• Washington Wizards vs. Los Angeles Lakers - 2 avril 2002

    Chicago Bulls vs. Detroit Pistons - 29 mai 1989 - Conf. Finals Game 4

    Trois ans après un "cross-over" et un panier mortel que l'on croyait gravés pour l'éternité en finale NBA face à Utah, l'ex-diamant des Chicago Bulls est revenu. Un deuxième come-back. Un rabe de carrière. Une folle envie de sentir la moiteur des vestiaires, de respirer encore l'odeur du cuire, de revoir ces visages, ces yeux, ces mains qui s'illuminent, qui dansent et qui rêvent à chacun de ses pas.

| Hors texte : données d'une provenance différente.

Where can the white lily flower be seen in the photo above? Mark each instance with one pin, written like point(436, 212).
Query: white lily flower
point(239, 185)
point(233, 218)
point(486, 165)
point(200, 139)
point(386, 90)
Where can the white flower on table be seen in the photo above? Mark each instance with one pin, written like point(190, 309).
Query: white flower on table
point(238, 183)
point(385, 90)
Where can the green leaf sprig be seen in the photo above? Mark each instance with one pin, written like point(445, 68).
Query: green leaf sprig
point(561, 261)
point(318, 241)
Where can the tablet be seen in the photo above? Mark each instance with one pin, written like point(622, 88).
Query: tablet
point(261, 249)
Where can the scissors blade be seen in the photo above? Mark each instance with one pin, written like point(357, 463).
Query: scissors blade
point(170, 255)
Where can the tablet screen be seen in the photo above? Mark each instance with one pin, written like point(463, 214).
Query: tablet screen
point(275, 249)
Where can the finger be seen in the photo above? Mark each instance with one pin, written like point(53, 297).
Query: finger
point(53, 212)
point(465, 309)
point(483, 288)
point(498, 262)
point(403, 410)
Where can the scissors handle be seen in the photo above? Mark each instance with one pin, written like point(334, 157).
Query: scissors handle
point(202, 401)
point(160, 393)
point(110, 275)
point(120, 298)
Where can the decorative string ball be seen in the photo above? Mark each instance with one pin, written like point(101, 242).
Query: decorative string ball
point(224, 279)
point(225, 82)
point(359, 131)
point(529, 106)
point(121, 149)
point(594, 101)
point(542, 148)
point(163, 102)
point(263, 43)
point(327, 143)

Michael Jordan, l'homme aux six titres NBA, aux 30 651 points en saison régulière, dix fois meilleur marqueur du plus grand championnat du monde, cinq fois meilleur joueur de la saison, deux fois champion olympique avec les USA, savait qu'il ne dévasterait pas tout sur son passage.

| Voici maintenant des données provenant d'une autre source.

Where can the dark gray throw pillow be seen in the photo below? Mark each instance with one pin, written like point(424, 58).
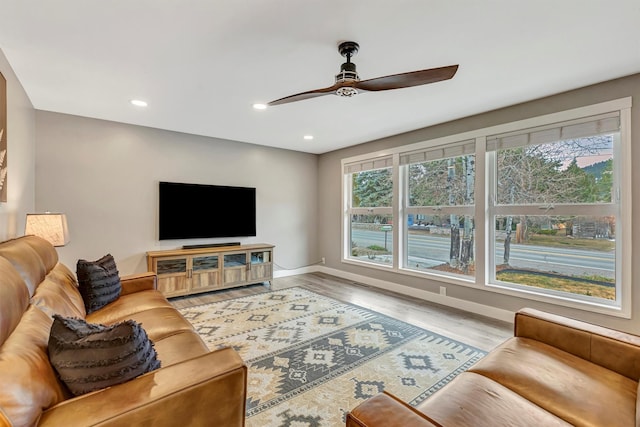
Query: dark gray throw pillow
point(98, 282)
point(90, 357)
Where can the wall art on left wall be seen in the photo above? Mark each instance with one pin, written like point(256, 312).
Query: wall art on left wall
point(3, 139)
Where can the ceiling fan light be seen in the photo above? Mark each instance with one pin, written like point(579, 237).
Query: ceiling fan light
point(346, 91)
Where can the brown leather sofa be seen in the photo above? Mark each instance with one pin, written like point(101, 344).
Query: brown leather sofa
point(193, 387)
point(555, 371)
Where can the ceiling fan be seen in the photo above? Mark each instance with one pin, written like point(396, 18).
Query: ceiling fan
point(349, 84)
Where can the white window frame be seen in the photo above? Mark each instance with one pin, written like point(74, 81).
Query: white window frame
point(482, 214)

    Un soir de novembre 2001, Jordan avait inscrit 30 points sur le parquet du finaliste 2001, Philadelphie. Les Wizards s'étaient imposés à la surprise générale. Pourtant, depuis un mois, Michael Jordan était là, David Stern s'en félicitait, mais il ne planait plus. Les posters avaient un peu jauni. His Airness bataillait désormais comme un joueur de périphérie pour décrocher une petite timbale, un brin de succès. Dans ses yeux, cette force terrible, résolue et certaine, s'était évanouie.

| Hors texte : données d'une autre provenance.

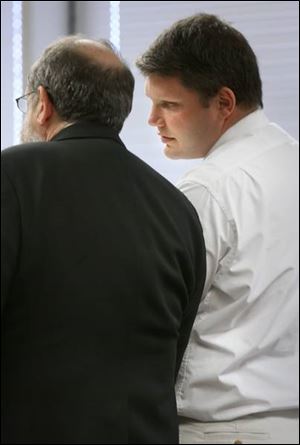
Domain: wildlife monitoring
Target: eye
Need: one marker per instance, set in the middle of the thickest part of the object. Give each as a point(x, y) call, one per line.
point(169, 105)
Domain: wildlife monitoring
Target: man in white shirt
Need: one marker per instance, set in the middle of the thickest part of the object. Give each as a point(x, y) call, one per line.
point(238, 381)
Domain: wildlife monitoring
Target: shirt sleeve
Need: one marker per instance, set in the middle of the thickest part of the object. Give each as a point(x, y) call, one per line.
point(10, 235)
point(218, 229)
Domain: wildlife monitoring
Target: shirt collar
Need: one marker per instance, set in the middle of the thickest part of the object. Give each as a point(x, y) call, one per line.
point(246, 126)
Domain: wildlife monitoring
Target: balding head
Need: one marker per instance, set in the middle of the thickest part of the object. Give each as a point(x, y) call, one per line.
point(99, 52)
point(85, 79)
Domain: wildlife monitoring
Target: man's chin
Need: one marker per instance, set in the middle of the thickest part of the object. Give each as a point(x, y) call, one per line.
point(173, 152)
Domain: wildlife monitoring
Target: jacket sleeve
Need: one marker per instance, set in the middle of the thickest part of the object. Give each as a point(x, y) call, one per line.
point(10, 236)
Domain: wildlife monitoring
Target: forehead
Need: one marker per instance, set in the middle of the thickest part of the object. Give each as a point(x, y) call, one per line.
point(167, 88)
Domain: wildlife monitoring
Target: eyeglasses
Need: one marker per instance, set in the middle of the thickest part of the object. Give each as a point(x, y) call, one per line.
point(22, 102)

    Pourtant, à chacune de ses sorties, c'était Moise qui fendait l'eau, c'était Dieu qui multipliait les rêves. Les jeunes se cachaient pour admirer en coin le héros en cafetan. La gloire avait peut être sillonné de ses illustres rides le visage de ce Grand Cavalier, mais Michael Jordan restait un basketteur hors du temps. Bien sûr, il y eut les blessures, une tendinite au genou qui s'invite au bal et lui casse les pieds, un temps assassin et qui consume. La saison de Jordan s'arrêta un 2 avril, face aux Los Angeles Lakers de son ancien maître à jouer, Phil Jackson, contre le nouvel exterminator du basket US, Shaquille O'Neal, dont la domination tout en férocité est peut être encore plus implacable que ne l'était la sienne, brodée et tout en finesse.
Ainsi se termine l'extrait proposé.